Does the program address a specific and existing problem, interest or need?

Explanation: Traumatic brain injury is the sudden physical damage to the brain, often caused by motor vehicle crashes, falls, sports injuries, violent crimes, and child abuse. Although TBI can cause chronic physical impairments, often the individual has more disability due to problems with cognition, emotional functioning, and behavior in connection with interpersonal relationships, school, or work. An estimated 5.3 million Americans are living with the effects of TBI. Many individuals with TBI require a variety of long-term support services to remain in the community. The Federal TBI program provides an opportunity for States to aggregate existing resources to create a coherent service delivery mechanism. The grant requires that states identify service gaps and develop an action plan to target resources to the areas of greatest need. Seven states have not surveyed their resources or developed a strategic plan for addressing the health needs of individuals with TBI.

Evidence: 1. US General Accounting Office. Traumatic Brain Injury: Program Supporting Long-Term Services in Selected States. (1998)2. Corrigan, John D. Ph. D., Conducting Statewide Needs Assessments for Persons with Traumatic Brain Injury, Journal of Head Trauma Rehabilitation 2001; 16(1):1-19.3. CDC Traumatic Brain Injury Facts (www.cdc.gov)4. HRSA's Guide to State Government Brain Injury Policies, Funding and Services (www.tbitac.org)

YES 20%
1.3

Is the program designed so that it is not redundant or duplicative of any other Federal, state, local or private effort?

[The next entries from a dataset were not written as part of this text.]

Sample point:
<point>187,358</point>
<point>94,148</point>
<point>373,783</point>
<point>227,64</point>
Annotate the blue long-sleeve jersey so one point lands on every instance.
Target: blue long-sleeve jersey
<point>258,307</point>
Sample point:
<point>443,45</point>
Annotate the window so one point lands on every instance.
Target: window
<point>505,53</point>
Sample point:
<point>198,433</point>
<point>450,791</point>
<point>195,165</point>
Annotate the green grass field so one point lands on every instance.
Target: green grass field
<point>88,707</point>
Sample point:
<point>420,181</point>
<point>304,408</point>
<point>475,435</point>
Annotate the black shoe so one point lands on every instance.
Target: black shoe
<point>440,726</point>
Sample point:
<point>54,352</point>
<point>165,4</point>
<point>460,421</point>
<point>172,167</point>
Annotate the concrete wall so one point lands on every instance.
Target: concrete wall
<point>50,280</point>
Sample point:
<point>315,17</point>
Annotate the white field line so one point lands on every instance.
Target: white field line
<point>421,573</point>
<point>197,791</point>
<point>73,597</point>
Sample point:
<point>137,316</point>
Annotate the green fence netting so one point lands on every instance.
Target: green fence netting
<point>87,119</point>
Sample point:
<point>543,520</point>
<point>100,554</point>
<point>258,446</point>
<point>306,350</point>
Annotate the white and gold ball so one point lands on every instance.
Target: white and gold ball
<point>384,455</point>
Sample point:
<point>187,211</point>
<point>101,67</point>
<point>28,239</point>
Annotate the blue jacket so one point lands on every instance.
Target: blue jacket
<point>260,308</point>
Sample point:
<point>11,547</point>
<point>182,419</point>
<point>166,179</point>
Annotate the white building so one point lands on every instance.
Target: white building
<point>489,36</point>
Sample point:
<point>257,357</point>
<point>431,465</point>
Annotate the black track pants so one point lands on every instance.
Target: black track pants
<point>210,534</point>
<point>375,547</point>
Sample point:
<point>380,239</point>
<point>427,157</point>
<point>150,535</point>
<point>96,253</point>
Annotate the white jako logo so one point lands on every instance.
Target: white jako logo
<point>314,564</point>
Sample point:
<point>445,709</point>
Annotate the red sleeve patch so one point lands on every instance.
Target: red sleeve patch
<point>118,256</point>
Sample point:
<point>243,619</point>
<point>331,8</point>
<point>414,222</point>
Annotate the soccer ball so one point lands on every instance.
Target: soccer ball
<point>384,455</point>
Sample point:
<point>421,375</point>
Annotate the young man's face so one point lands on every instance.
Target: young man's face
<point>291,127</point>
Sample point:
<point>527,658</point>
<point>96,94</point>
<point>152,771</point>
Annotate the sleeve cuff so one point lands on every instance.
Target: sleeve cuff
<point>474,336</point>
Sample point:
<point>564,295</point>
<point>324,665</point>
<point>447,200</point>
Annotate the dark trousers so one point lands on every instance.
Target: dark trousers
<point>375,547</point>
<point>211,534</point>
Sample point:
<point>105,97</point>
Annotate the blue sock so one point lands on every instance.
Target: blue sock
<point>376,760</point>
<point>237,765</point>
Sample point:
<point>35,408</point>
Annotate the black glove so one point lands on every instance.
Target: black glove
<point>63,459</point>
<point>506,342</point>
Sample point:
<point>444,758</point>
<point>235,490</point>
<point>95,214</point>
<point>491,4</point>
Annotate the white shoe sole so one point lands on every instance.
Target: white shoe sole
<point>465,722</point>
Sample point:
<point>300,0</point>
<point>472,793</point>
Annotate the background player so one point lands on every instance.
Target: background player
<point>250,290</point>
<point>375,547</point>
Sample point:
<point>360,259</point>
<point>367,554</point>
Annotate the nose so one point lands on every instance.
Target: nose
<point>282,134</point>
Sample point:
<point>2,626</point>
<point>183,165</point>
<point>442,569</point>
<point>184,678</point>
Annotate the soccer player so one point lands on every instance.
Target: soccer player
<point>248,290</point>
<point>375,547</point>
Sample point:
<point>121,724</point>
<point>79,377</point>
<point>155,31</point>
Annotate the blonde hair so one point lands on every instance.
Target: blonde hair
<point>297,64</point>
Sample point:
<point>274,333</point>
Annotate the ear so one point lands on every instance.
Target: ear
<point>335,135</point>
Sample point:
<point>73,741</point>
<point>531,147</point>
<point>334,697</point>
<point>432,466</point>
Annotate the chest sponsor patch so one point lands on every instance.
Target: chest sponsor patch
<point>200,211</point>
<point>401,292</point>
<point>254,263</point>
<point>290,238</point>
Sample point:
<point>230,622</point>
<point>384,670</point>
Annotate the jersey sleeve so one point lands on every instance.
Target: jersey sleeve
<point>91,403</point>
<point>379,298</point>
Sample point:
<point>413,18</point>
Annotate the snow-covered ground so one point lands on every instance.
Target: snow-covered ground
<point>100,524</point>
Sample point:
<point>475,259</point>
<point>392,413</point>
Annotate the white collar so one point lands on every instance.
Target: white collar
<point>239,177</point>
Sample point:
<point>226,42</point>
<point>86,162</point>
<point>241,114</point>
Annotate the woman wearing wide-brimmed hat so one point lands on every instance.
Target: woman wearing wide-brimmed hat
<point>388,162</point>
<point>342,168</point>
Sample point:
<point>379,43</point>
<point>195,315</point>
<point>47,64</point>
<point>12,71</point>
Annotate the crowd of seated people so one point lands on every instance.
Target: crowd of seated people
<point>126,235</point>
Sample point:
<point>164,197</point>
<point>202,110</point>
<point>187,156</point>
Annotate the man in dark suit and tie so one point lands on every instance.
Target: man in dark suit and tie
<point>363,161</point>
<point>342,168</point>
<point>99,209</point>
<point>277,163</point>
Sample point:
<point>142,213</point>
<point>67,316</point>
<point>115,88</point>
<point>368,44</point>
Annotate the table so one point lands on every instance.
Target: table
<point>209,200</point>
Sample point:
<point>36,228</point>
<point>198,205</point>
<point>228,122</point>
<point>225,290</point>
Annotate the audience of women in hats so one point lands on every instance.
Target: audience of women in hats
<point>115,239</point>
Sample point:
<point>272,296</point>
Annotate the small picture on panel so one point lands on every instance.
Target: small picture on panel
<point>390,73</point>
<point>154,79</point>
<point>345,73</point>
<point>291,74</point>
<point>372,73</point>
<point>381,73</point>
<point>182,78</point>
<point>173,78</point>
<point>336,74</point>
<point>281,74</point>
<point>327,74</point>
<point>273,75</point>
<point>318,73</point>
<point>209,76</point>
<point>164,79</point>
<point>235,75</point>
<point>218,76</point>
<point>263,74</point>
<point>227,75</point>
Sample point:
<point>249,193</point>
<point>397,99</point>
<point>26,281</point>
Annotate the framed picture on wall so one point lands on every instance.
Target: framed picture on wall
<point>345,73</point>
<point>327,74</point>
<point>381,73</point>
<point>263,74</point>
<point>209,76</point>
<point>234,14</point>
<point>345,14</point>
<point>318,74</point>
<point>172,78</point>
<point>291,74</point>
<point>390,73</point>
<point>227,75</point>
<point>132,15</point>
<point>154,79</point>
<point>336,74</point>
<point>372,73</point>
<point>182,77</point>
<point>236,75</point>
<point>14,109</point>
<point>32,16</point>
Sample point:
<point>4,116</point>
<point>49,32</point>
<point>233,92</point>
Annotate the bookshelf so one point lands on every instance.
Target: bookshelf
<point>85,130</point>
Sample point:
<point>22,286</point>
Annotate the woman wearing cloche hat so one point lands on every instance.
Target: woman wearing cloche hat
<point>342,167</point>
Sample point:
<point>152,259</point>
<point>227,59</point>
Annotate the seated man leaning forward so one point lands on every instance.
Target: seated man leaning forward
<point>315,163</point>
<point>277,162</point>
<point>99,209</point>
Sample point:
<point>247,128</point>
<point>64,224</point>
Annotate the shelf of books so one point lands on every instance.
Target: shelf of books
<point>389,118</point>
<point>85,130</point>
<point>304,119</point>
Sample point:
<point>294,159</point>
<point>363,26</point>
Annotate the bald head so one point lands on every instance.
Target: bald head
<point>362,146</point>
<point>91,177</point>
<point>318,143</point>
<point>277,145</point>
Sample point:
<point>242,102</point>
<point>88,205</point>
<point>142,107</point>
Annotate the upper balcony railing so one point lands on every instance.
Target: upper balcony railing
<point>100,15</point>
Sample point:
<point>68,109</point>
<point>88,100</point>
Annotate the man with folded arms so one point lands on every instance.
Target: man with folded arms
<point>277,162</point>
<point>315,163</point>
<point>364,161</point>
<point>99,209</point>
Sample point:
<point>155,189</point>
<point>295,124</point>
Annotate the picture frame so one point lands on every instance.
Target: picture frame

Explanation: The TBI program is the only source for funding that focuses solely on coordinated systems development for TBI services. TBI grants cannot be used to support primary injury prevention initiatives, research initiatives, or the provision of direct services.

Evidence: In 2003, 23 states provided long-term community-based services to adults with TBI through Medicaid waivers. The Department of Education's National Institute on Disability and Rehabilitation Research (NIDRR) administers a TBI Model Systems research program. NIDRR carries out a comprehensive and coordinated program of rehabilitation research and related activities. The National Institute of Neurological Disorders and Stroke (NINDS) supports and conducts research, both basic and clinical, to reduce the burden of neurological disease, including traumatic brain injury. NINDS fosters the training of investigators in the basic and clinical neurosciences, and seeks better understanding, diagnosis, treatment, and prevention of neurological disorders. The National Highway and Transportation Safety Administration's (NHTSA) administer prevention programs to reduce the incidence of TBI and other accident-related injuries.

YES 20%
1.4

Is the program design free of major flaws that would limit the program's effectiveness or efficiency?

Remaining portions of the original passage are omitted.